Figure 1Relative-Risk Plots for Death (Panel A) and Brain Metastasis (Panel B) in Patients with Small-Cell Lung Cancer in Complete Remission, According to Whether They Were Assigned to Treatment with Prophylactic Cranial Irradiation (PCI).
Article

In patients with limited small-cell lung cancer, chemotherapy combined with thoracic radiotherapy yields complete response rates of 50 to 85 percent, a median duration of survival of 12 to 20 months, and 2-year disease-free survival rates of 15 to 40 percent.1-3 Five-year survival rates may exceed 20 percent for patients who have complete responses.3 With the combined treatment, the risk of a thoracic recurrence decreases, and as a result, brain metastasis becomes one of the main types of relapse. Although only 10 percent of patients have brain metastasis at the time of diagnosis, the cumulative incidence at two years is more than 50 percent,4,5 which is consistent with the rate found in autopsy series.6

In the early 1970s, the brain was assumed to be a pharmacologic sanctuary where subclinical metastases were protected from cytotoxic drugs by the blood–brain barrier,7 and it was suggested that cranial irradiation might prevent the development of clinically evident brain metastases. These hypotheses led to several clinical trials that evaluated the role of prophylactic cranial irradiation in patients with small-cell lung cancer. In early small trials, there was a decrease in the rate of brain metastasis but no improvement in survival.8 A review of retrospective data suggested that any prolongation of survival would be restricted to patients in complete remission, because those with residual extracranial cancer die of systemic cancer.9

Starting in the early 1980s, some investigators reported possible toxic effects of irradiation on neuropsychological functions,10-14 usually in patients who had received potentially neurotoxic drugs concurrently with prophylactic cranial irradiation. Subsequently, trials comparing prophylactic cranial irradiation with no cranial irradiation were conducted in patients in complete remission, and some of the trials included neuropsychological assessment. The results of these trials consistently revealed a significant decrease in the incidence of brain metastasis with no increase in neuropsychological complications.5,15 The results, however, remained inconclusive with regard to the benefit in terms of overall survival. The Prophylactic Cranial Irradiation Overview Collaborative Group was therefore created to undertake a meta-analysis based on data on individual patients in order to determine whether prophylactic cranial irradiation might lead to a moderate improvement in survival.

Methods

Inclusion Criteria

Trials that were eligible for inclusion in the meta-analysis were those in which patients with small-cell lung cancer in complete remission were randomly assigned to receive prophylactic cranial irradiation (the treatment group) or no prophylactic cranial irradiation (the control group).
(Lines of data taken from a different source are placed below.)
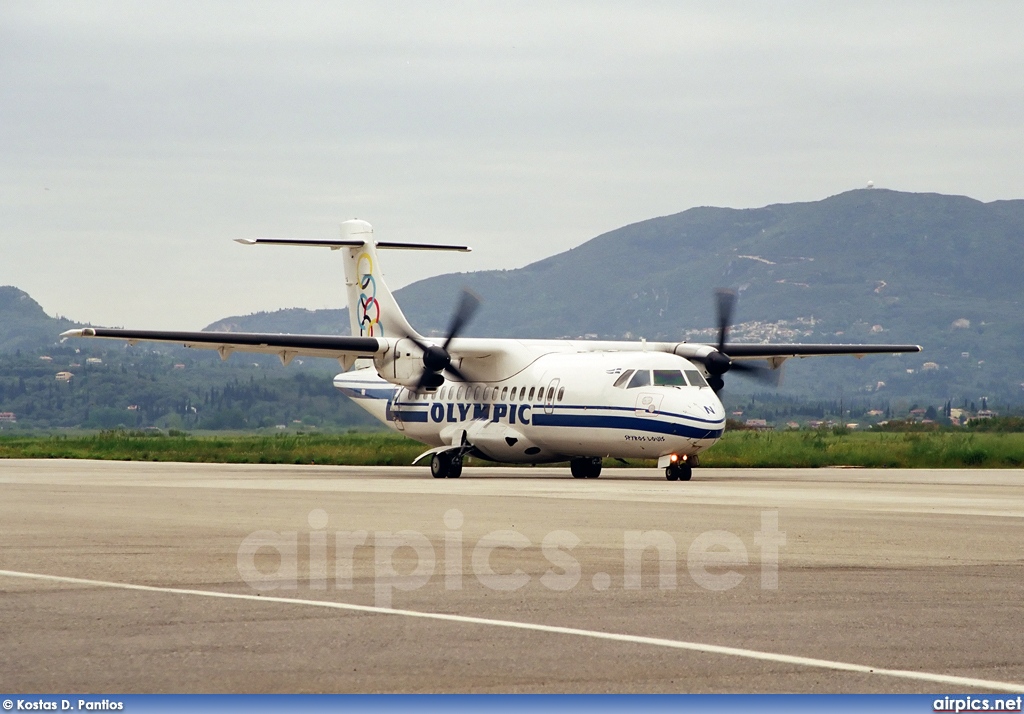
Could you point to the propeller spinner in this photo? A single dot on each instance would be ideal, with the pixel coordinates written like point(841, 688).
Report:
point(718, 363)
point(436, 360)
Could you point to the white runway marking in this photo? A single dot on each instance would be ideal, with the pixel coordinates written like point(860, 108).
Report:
point(950, 680)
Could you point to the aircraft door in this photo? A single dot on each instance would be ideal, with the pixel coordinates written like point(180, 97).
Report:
point(549, 396)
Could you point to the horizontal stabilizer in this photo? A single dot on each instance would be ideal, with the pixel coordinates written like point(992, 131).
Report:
point(335, 244)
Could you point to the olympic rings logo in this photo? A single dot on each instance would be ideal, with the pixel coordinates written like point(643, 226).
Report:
point(370, 308)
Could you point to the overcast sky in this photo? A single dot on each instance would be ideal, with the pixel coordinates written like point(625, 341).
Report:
point(137, 139)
The trials had to have included only patients with histologically proved small-cell lung cancer who had a complete response after induction chemotherapy with no evidence of brain metastasis before randomization and no previous cranial irradiation. Enrollment had to have been completed between January 1965 and December 1995.

Methods of Searching for Trials

The meta-analysis aimed to include both published and unpublished trials. To identify potentially eligible trials, we searched electronic data bases (Medline, CancerLit, Excerpta Medica, and Biosis), reference lists of published reports of trials, review articles, and relevant books. The search was also guided by discussions with investigators and by the examination of proceedings of meetings (the American Society of Clinical Oncology and the International Association for the Study of Lung Cancer) and the Physician Data Query registry of clinical trials.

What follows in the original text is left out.